Other coaches have beaten UH more often or by bigger margins, recall LaVell Edwards at Brigham Young. But few seem to have gotten the Warriors' goat or taken more delight in it than Franchione.
Though he professes the utmost respect for June Jones and never misses an opportunity to praise the UH coach, you get the feeling that Franchione also relishes an occasional jab of the needle, too.
When Jones had called out Mack Brown over Texas' cancellation of its 2000 opener here, Franchione chimed in with: "I'd say that guy (Jones) spends too much time worrying about what other coaches are doing."

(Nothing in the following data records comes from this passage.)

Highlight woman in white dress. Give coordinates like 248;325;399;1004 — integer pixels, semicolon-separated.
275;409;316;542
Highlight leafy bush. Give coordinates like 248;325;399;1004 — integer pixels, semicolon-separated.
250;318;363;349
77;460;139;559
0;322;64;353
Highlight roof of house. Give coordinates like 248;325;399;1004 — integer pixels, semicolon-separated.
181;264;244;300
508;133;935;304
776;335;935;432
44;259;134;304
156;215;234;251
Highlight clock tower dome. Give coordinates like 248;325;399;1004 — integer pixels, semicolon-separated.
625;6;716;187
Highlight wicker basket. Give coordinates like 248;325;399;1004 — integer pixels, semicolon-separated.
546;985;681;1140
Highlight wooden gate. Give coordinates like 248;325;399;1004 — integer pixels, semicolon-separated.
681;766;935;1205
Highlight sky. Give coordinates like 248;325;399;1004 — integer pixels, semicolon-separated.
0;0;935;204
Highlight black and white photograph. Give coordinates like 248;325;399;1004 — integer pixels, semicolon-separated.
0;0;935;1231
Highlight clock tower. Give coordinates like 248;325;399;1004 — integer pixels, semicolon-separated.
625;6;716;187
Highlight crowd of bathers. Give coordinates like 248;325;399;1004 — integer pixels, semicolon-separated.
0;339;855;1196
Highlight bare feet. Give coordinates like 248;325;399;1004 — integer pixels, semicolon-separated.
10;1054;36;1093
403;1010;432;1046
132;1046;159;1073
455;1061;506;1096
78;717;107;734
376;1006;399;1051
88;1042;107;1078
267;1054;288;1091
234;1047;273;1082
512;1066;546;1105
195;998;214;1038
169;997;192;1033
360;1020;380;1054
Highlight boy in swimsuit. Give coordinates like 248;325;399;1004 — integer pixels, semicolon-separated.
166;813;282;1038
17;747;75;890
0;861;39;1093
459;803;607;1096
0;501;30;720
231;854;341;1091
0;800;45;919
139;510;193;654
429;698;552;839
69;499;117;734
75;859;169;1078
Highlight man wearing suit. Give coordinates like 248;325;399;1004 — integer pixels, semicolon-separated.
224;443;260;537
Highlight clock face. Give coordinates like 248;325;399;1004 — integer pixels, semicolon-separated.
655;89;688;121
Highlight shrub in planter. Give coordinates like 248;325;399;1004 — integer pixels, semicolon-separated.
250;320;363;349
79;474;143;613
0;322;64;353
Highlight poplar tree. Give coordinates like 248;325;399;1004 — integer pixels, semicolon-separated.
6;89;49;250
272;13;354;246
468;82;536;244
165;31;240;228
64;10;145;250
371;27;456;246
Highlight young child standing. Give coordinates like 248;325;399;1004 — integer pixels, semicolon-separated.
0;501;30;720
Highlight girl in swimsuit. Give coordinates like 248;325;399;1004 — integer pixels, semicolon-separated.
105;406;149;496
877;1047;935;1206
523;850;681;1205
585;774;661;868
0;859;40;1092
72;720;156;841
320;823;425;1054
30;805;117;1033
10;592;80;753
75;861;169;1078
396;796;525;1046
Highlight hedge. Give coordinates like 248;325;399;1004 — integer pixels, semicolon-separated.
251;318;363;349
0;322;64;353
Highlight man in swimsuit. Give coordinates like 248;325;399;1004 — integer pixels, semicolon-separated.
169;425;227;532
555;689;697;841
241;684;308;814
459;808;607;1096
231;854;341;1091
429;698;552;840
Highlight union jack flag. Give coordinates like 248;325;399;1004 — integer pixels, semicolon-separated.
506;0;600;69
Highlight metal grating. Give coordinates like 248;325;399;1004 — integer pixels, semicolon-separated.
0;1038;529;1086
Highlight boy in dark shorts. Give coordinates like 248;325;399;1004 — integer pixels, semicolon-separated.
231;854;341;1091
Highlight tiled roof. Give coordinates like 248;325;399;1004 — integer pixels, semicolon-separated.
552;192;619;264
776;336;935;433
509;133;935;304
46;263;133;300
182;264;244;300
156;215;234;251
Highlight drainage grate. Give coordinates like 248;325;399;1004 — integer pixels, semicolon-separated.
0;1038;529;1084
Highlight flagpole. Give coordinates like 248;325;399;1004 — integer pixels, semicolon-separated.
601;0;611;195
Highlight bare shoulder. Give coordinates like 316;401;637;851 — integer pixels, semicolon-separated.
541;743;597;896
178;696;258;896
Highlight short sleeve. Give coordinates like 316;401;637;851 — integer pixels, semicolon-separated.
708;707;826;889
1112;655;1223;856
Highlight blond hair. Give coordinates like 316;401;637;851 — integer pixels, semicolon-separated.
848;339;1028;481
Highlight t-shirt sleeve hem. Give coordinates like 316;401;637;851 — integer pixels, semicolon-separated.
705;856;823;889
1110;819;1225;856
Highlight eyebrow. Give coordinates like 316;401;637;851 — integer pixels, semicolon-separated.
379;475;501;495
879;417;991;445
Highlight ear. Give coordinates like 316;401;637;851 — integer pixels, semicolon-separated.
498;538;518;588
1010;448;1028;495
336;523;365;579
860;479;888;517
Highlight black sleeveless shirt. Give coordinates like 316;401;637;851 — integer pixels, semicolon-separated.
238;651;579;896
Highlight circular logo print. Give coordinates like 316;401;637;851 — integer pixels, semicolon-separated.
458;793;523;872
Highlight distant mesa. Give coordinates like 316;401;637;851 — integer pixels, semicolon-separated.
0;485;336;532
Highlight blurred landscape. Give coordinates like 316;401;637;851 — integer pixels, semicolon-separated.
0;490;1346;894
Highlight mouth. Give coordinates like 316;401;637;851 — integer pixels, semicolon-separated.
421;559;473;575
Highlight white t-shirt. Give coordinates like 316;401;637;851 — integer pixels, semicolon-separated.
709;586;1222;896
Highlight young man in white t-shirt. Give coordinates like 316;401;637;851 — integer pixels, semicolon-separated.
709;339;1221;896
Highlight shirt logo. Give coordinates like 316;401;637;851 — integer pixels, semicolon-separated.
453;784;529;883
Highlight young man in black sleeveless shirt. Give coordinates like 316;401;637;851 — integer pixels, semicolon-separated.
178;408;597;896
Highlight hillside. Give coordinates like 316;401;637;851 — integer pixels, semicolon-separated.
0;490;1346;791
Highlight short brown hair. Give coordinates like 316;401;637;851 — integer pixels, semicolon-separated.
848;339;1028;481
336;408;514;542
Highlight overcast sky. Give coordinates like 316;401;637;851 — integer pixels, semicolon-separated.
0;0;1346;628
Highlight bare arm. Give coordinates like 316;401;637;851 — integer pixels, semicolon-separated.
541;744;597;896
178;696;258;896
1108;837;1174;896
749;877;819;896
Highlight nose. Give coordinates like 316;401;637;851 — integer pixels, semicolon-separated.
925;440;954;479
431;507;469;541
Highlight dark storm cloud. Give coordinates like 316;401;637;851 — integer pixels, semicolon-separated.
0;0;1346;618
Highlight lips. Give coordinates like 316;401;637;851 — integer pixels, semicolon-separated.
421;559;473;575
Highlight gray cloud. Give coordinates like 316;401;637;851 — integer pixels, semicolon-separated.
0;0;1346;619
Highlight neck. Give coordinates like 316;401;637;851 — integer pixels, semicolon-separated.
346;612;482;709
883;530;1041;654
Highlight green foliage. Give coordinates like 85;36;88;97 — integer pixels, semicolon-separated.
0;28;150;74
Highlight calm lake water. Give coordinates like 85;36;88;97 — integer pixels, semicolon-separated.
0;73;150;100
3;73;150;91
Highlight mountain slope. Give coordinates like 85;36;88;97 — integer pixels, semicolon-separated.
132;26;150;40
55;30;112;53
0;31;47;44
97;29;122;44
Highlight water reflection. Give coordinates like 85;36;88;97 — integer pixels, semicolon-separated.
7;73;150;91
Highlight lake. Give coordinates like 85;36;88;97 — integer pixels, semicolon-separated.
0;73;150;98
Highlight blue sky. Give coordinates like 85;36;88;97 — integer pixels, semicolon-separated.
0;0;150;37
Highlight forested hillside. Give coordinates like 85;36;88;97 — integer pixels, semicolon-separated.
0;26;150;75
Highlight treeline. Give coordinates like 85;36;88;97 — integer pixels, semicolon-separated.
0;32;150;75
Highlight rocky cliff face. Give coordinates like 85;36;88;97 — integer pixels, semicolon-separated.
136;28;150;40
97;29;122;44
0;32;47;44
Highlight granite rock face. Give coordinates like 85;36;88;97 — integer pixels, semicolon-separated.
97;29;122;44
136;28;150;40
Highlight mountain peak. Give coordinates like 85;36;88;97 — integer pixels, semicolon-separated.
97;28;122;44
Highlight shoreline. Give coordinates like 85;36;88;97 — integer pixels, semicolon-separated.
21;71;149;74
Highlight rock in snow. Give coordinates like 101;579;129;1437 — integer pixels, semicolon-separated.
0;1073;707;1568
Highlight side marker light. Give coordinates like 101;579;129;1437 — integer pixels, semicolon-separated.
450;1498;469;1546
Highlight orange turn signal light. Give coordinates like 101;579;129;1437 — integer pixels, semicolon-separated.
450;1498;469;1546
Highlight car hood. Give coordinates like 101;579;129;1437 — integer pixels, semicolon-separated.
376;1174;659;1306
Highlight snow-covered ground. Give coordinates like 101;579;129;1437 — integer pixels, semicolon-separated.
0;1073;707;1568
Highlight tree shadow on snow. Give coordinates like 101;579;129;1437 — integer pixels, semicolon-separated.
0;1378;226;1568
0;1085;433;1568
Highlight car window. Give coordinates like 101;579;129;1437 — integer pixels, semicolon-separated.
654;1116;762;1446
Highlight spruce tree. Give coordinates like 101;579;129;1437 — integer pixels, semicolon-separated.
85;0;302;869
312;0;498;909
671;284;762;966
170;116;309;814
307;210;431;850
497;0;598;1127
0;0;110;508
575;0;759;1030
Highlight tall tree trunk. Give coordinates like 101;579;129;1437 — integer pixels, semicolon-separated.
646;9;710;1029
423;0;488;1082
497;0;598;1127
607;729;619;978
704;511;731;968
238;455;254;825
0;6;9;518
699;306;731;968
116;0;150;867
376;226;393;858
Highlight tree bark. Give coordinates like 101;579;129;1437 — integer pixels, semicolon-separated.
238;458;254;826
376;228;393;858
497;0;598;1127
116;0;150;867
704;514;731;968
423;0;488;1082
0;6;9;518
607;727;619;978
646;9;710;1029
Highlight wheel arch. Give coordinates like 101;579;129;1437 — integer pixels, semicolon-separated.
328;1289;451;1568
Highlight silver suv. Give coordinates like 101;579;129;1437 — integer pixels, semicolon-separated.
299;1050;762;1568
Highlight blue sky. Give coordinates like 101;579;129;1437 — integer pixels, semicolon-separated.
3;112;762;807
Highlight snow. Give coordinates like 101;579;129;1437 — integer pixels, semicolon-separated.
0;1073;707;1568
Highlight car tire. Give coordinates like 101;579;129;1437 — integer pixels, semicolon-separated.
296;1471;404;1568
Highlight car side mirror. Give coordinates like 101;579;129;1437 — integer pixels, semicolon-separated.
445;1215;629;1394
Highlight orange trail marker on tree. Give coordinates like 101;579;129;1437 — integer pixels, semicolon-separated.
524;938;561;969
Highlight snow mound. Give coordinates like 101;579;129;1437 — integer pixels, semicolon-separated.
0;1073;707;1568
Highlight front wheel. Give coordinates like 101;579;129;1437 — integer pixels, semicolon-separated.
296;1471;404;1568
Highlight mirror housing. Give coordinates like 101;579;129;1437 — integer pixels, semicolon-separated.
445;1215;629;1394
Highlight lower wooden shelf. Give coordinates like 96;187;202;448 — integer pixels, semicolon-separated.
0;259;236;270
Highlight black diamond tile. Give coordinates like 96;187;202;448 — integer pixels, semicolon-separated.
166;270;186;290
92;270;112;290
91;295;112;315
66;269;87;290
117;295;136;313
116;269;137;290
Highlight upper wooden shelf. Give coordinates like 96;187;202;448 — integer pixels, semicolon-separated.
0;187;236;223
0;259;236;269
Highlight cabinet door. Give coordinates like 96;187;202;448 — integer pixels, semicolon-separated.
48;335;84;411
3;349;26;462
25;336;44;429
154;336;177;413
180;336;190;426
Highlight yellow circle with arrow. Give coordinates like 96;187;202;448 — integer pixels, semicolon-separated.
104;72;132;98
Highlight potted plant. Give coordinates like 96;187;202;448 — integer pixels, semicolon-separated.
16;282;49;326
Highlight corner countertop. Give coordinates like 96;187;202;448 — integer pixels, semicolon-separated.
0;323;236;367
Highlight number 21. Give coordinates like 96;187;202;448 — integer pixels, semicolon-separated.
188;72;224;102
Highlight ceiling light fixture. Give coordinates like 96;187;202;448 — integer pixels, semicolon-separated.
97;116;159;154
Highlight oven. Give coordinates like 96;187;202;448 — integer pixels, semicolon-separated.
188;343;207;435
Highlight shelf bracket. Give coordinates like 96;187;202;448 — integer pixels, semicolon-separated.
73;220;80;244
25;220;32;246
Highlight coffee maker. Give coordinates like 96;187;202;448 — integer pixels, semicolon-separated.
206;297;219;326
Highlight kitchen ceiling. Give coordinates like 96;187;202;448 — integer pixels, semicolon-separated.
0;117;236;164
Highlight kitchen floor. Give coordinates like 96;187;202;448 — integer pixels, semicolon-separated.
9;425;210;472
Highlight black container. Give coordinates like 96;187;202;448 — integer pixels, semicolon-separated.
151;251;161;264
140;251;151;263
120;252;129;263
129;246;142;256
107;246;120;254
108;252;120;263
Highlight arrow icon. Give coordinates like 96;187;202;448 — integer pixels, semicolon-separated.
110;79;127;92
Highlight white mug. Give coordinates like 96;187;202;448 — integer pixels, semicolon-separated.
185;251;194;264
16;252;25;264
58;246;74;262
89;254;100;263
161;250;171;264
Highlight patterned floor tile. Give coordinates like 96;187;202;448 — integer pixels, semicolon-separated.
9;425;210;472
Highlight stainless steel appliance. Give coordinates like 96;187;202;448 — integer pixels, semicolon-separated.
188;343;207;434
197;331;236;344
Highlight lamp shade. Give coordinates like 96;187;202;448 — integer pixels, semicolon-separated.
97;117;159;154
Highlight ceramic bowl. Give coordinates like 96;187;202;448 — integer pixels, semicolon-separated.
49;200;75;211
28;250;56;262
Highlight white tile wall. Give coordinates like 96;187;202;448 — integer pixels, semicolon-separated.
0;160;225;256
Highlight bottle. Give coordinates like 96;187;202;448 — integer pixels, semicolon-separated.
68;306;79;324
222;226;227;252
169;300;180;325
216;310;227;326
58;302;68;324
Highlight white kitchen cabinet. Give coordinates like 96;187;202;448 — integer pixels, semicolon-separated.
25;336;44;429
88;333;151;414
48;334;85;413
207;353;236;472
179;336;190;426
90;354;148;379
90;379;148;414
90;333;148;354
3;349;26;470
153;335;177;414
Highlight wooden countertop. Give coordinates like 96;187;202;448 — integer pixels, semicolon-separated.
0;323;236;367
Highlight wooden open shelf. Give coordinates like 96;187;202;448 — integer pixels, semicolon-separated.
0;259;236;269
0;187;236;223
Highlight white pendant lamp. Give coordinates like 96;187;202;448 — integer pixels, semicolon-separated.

And when Jones angrily blasted TCU coaches for a pattern of chop blocks after the 1999 game, Franchione dryly predicted for their 2000 meeting, "We'll probably play dirty again. If we played dirty out there, we'll probably play dirty again (at TCU)."
In a season in which the Warriors have exorcised some of their long-term demons winning for the first time at Bulldog Stadium in Fresno, Calif., and finally beating Rice it figures that Franchione looms as their biggest challenge in balancing the books.
In the meantime, UH might want to think twice about scheduling Texas A&M.